The major reason that no new nuclear power plant has been built in this country in more than 30 years is that they are too damn expensive -- $10 billion or so for a 1,000-megawatt plant.
And even nuclear power's extravagant federal subsidies -- many billions in loan guarantees, research and development, insurance liability, waste disposal, etc. -- are not enough to make these projects financially viable.
If building new nuclear power plants is such a good idea, why won’t anyone put their own money at risk without government loan guarantees?

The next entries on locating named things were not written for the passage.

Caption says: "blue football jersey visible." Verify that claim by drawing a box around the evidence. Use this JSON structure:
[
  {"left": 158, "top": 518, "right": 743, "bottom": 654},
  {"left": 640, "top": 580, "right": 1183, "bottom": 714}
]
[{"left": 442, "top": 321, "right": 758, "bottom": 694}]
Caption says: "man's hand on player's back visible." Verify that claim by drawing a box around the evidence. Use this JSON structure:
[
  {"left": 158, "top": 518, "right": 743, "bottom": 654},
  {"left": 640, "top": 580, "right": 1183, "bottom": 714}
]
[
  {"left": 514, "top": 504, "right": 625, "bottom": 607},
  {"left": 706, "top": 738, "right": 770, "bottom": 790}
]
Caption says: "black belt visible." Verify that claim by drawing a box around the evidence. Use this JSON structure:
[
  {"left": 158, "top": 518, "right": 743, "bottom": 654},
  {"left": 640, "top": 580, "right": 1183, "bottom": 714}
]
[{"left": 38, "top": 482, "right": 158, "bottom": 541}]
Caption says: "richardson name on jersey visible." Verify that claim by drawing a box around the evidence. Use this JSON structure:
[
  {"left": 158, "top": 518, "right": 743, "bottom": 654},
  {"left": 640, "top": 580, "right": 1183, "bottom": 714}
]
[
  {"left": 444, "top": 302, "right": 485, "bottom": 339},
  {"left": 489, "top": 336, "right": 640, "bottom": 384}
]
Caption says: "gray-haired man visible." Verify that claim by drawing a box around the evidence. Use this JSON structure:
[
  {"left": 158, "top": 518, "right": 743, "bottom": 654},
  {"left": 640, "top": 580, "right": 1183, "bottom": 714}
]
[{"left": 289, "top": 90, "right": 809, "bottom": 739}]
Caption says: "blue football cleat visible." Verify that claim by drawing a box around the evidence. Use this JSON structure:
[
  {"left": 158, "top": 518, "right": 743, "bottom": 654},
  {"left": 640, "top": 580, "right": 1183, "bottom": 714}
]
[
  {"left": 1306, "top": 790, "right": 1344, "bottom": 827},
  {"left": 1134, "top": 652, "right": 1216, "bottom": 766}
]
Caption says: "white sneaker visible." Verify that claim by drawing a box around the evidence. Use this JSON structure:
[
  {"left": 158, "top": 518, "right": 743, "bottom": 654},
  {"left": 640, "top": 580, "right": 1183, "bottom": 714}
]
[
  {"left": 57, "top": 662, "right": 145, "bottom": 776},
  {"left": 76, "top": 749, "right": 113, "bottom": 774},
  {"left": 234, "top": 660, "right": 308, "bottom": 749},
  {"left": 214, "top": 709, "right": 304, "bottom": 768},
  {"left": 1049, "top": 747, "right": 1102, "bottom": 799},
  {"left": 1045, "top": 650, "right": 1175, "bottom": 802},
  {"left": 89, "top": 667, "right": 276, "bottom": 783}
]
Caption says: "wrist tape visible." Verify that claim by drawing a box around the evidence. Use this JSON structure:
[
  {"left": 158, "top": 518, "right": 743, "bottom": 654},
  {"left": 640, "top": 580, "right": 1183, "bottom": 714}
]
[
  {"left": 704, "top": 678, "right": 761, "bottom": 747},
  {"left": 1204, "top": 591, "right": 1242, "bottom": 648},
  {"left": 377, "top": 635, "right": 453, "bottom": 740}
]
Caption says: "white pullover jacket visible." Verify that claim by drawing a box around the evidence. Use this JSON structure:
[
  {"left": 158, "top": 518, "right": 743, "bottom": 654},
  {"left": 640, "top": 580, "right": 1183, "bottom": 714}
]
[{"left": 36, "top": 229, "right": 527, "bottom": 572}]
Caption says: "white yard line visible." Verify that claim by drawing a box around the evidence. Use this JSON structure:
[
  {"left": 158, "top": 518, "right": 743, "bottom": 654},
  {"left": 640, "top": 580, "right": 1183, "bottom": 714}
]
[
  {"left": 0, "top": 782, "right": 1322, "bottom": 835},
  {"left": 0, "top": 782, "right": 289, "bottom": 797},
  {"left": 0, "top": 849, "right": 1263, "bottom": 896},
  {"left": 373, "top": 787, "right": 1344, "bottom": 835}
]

The bottom line is that nuclear power cannot compete against natural gas except under relatively extreme future cost scenarios, none of which are likely in the foreseeable future. Federal efforts to force nuclear power plant construction will thus prove economically counterproductive.
"Federal efforts to force nuclear power plant construction" seem to be what Gibson is up to, even though he was notionally elected to cut federal spending and reduce government interference in the marketplace.
Around here (Albany, NY), there is a new power plant in Rensselaer, powered by natural gas and producing 650 megawatts, that cost just $800 million and took 10 years from first press release to power production.
Gibson's fantasy nuke in NY-20 is years from its first press release, and decades from producing power.
The Glens Falls Post Star took note of Gibson's nuclear fetish yesterday, in an editorial headlined "No nuclear plants in the 20th Congressional District."
Here's a taste:
It's difficult to get too excited about Congressman Chris Gibson's goal of siting a nuclear power plant in the 20th Congressional District.
Given the uncertainty surrounding nuclear power with regard to cost and health issues, as well as issues related to the removal and disposal of highly radioactive waste products, we wonder how exactly the congressman hopes to realistically get a plant built in our area.
Raise your hand if you'd be comfortable having one built in your town. Keep ‘em up so we can count everyone. OK. Got it.
Our new congressman surely can find better uses for his time and efforts than pursuing a campaign pledge of nuclear power over other safer, cheaper and more environmentally friendly alternatives.
A nuclear power plant isn't needed in the 20th Congressional District, isn't wanted and won't ever gain acceptance.
It's time to drop it.
Gibson's goal, according to The Saratogian article, is
to introduce legislation that would encourage private investment in nuclear energy and streamline a federal loan program.
What Gibson really means is he wants even more federal subsidies for nuclear power, at the same time he is joining the Boehner/tea party types in demonizing the deficit.
Maybe Gibson is not so smart after all -- loudly advocating for more billions for nuclear power, which would obviously increase the deficit and rile his base.
And it's all a big waste of time, because there will never be another nuclear power plant on the Hudson River.